Well, everything hits the fan, and the handsome face (and body) of Ryan Reynolds morphs into nightmare fuel. But Wilson does gain incredible regenerative abilities, which in fact does cure his cancer — and basically any other wound he may suffer, such as an amputated hand. Give a little, take a little, if you will. Well, Wilson, who goes by Deadpool now, is none too happy about this. Being tortured for however long AND looking like Freddy Krueger on a bad day? That’s simply too much for the caustic mercenary. So, while not returning to his love, Vanessa (Morena Baccarin), because he’s ashamed of his looks, he set off to claim vengeance on those who subjected him to such pain (characters played by Ed Skrein, his British nemesis, and Gina Carano, his surprisingly strong minion).

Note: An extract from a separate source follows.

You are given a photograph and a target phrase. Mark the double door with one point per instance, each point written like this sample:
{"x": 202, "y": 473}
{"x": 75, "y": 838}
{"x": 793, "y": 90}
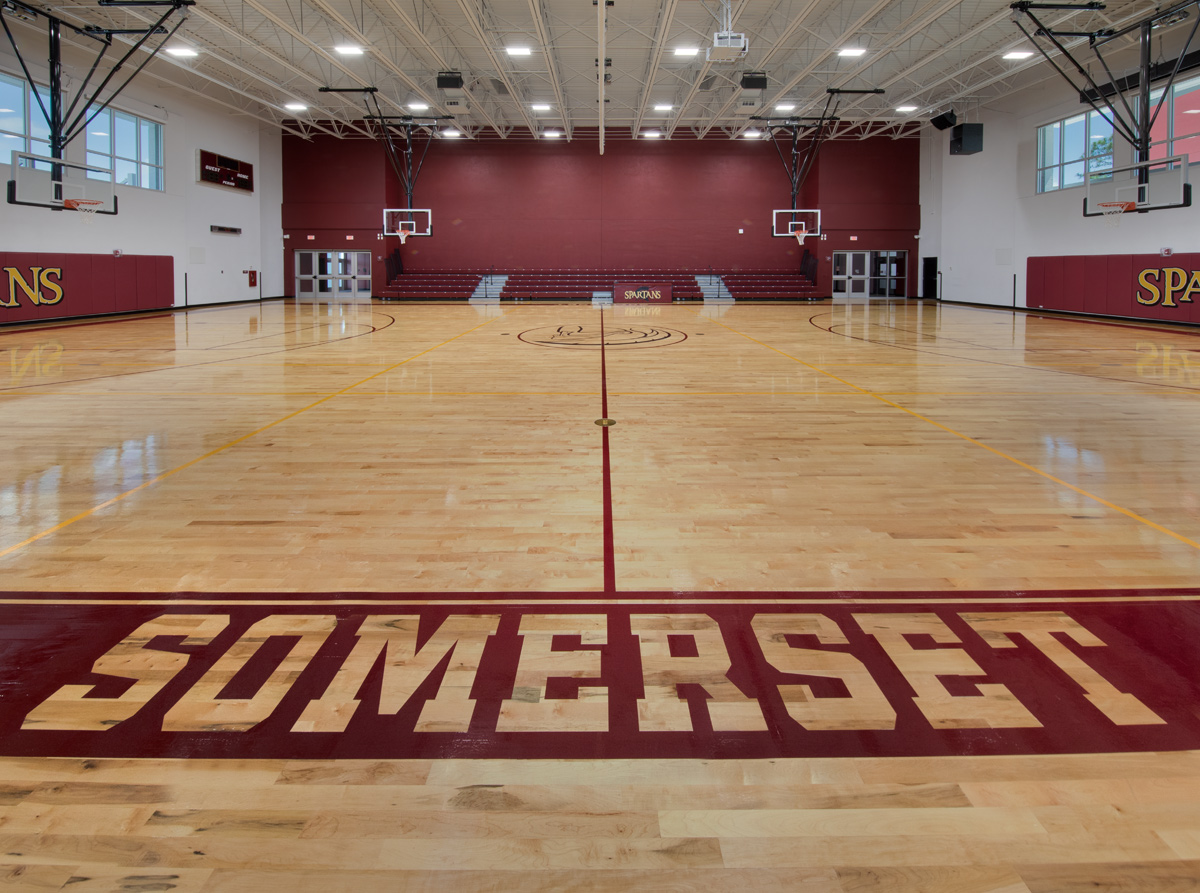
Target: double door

As stated, pretty typical fare here.
But the plot isn’t the point here: It’s the script and how Deadpool relates to the audience that matter. Writers Rhett Reese and Paul Wernick clearly have too much fun dropping obscenity-laced tirades, making inside X-Men jokes, breaking the fourth wall and even having a laugh at Reynolds’ disastrous turn as the Green Lantern in 2011. (“Please don’t make the super-suit green!” he laments early on.) The writers pull rifts from a multitude of movies, all with the intention that you’ll notice and laugh at how silly the whole enterprise is. For the most part, it works.
Yes, the film is incredibly violent, deserving of that R rating, and its humor mostly low-brow and slapstick (though it does get a lovely boost from Deadpool’s sidekick of sorts, T.J. Miller’s Weasel, and Leslie Uggams’ ill-tempered and blind Al). Even the traditional X-Men characters that have a part (Stefan Kapicic’s Colossus and Brianna Hildebrand’s Negasonic Teenage Warhead) take umbrage with Deadpool’s bloodlust. But you won’t mind. You’ll just be wondering how he’s going to exact his revenge. It also doesn’t hurt that the action is well-paced and viscerally gory, with the film filling its 108-minute run without ever stalling.

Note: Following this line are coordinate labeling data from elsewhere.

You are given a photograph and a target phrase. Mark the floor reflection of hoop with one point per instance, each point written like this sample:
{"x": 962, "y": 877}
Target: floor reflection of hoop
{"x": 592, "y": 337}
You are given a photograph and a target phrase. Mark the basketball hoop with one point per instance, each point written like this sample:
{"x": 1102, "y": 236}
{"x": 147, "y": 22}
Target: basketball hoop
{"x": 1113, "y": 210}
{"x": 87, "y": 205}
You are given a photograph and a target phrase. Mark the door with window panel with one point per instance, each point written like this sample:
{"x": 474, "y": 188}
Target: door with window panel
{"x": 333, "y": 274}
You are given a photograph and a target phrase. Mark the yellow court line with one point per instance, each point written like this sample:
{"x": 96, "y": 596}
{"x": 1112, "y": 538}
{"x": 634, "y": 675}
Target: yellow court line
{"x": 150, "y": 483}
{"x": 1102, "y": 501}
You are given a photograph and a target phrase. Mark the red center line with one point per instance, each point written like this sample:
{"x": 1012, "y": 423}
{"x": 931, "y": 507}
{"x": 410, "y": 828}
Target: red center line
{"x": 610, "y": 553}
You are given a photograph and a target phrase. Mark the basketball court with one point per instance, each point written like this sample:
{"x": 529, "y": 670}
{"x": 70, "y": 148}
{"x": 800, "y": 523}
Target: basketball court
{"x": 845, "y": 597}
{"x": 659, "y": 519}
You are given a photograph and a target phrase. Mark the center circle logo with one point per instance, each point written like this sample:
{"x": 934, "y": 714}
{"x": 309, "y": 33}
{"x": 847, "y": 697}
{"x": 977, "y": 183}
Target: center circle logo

In the end, “Deadpool” shows that superheroes can indeed be funny, and that Ryan Reynolds deserves a second chance after “Green Lantern.” (Read that review here, if you dare.) It may not be as clever as it wants you to believe, and it doesn’t actually add much to the greater Marvel/X-Men universe. But if you’re wanting an adult-rated laugh while watching the “hero” eviscerate his way through the hordes of bad guys all while being bombarded with humorous self-referential satire, then “Deadpool” should be just the cure you need.
Four hyper-violent stars out of five.